We focus on a small number of qubits to demonstrate the usability of quantum algorithms in a business context. The quantum version of SVM (QSVC) and a variational quantum algorithm (VQA) have been used to challenge the classical machine learning methods. The subsample is constituted of 800 samples for the training phase and 200 for the test phase. Each model, classical and quantum, will be evaluated with the metrics presented in Table 1. Each metric for each algorithm is associated with an error bar determined by a k-fold cross-validation approach with 10 folds. Only the VQA was computed differently due to its implementation, and it is not provided with an associative error.

We will analyze the results for both datasets separately in the following subsections. Classical machine learning models were also applied to the same sample with the same dimensionality reduction approaches; the results are provided for comparison in Appendix A. These results are discussed in Section 7 Discussion.

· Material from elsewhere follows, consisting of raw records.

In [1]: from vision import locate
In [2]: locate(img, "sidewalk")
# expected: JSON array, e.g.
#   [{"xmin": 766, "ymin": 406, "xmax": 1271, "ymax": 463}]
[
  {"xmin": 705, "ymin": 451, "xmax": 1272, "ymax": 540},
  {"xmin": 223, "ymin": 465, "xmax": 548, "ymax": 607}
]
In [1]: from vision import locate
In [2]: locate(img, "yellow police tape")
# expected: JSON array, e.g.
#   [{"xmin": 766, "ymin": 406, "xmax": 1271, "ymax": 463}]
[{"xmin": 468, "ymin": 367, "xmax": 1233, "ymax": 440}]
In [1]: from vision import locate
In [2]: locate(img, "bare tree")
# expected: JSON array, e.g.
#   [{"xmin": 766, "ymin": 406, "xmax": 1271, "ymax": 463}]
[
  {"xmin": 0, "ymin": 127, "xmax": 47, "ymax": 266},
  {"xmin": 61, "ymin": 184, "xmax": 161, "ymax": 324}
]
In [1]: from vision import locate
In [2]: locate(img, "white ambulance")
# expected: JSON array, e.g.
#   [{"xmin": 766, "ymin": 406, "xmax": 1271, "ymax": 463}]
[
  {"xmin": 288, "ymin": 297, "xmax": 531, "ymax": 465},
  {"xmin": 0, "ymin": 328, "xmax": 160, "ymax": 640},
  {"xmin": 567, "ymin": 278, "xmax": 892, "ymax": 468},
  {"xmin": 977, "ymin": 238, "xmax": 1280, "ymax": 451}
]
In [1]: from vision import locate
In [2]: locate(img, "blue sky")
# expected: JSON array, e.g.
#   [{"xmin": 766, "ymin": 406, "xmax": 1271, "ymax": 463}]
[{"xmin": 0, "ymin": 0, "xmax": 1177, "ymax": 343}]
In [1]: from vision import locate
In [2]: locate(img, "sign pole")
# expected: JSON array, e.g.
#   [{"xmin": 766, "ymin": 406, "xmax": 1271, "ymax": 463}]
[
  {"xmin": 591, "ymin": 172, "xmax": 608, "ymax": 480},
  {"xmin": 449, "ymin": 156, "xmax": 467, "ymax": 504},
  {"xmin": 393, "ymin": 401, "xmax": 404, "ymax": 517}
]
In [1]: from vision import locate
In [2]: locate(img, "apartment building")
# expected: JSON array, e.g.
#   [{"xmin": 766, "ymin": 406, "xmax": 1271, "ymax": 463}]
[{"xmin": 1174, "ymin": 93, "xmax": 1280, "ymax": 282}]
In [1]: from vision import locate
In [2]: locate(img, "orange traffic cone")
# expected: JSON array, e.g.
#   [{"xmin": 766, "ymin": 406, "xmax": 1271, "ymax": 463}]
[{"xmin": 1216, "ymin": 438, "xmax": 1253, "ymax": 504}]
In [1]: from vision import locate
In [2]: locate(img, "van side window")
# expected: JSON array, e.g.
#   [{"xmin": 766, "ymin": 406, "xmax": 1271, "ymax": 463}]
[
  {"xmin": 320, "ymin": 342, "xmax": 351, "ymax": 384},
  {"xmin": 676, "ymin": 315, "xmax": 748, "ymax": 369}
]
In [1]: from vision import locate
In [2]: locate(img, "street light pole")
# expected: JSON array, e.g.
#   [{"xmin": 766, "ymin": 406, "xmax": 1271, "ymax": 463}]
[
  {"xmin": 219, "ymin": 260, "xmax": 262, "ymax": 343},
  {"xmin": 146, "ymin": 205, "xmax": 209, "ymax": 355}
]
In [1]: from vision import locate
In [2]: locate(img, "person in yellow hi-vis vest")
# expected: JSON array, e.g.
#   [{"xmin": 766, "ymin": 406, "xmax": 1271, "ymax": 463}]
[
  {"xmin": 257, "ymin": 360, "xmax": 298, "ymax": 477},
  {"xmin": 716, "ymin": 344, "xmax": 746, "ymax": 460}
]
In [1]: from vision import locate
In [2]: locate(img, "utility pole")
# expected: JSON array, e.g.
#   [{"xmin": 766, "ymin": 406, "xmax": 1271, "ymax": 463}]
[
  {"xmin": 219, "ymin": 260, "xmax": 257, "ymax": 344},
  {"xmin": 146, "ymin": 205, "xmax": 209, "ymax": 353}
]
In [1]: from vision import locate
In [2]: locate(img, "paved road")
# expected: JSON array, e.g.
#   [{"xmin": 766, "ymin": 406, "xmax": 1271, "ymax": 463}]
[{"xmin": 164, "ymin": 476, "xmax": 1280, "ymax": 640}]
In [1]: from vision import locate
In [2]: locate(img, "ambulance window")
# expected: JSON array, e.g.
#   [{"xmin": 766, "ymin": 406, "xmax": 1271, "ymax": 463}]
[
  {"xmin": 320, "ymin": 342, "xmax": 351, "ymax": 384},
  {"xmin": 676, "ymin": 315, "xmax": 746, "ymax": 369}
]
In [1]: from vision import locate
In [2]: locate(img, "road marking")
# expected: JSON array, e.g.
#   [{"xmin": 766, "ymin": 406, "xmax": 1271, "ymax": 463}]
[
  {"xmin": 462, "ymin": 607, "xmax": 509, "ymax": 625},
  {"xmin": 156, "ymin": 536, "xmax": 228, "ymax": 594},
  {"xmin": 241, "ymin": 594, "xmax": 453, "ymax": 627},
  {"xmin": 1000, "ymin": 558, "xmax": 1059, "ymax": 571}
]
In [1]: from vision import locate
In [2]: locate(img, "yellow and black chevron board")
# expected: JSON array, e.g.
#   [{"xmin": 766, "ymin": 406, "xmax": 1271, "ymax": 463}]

6.1. UCI Credit Card Default Dataset

Table 2 shows the results for the baseline determined with the classical machine learning models. LR and SVM show a non-convergence state with predictions only for the majority class. Naïve Bayes classifier shows the smallest precision compare to CART and KNN. The baseline demonstrates that classical methods struggle to create a good classifier to separate the minority class from the majority class. The precision is at a maximum of 38.74% for the KNN, and the best f1-score is reached by CART with a small value of 39.10%. These poor metrics are the results of an extremely imbalanced dataset. Little information is provided by the minority class, which tends to complexify the classification process. Machine Learning methods are best suited for a balanced dataset, but this condition is rarely present in the industry.

Table 3 shows the results for QSVC and VQA applied to the UCI Credit Card dataset. They are used with SVD, PCA, SKPP and LDA dimensionality reduction techniques. QSVC with the SKPP technique shows metrics with 0.00%, meaning a non-separation between both classes. QSVC, in this case, predicts only the majority class output, ignoring the minority class. The other algorithms associated with the different dimensionality reduction approaches show a convergence. VQA with SVD, VQA with PCA, and VQA with SKPP provide interesting results, comparable to or better than the baseline. LDA is the best dimensionality reduction for both quantum algorithms. Both algorithms show the best results in each metric on the UCI dataset.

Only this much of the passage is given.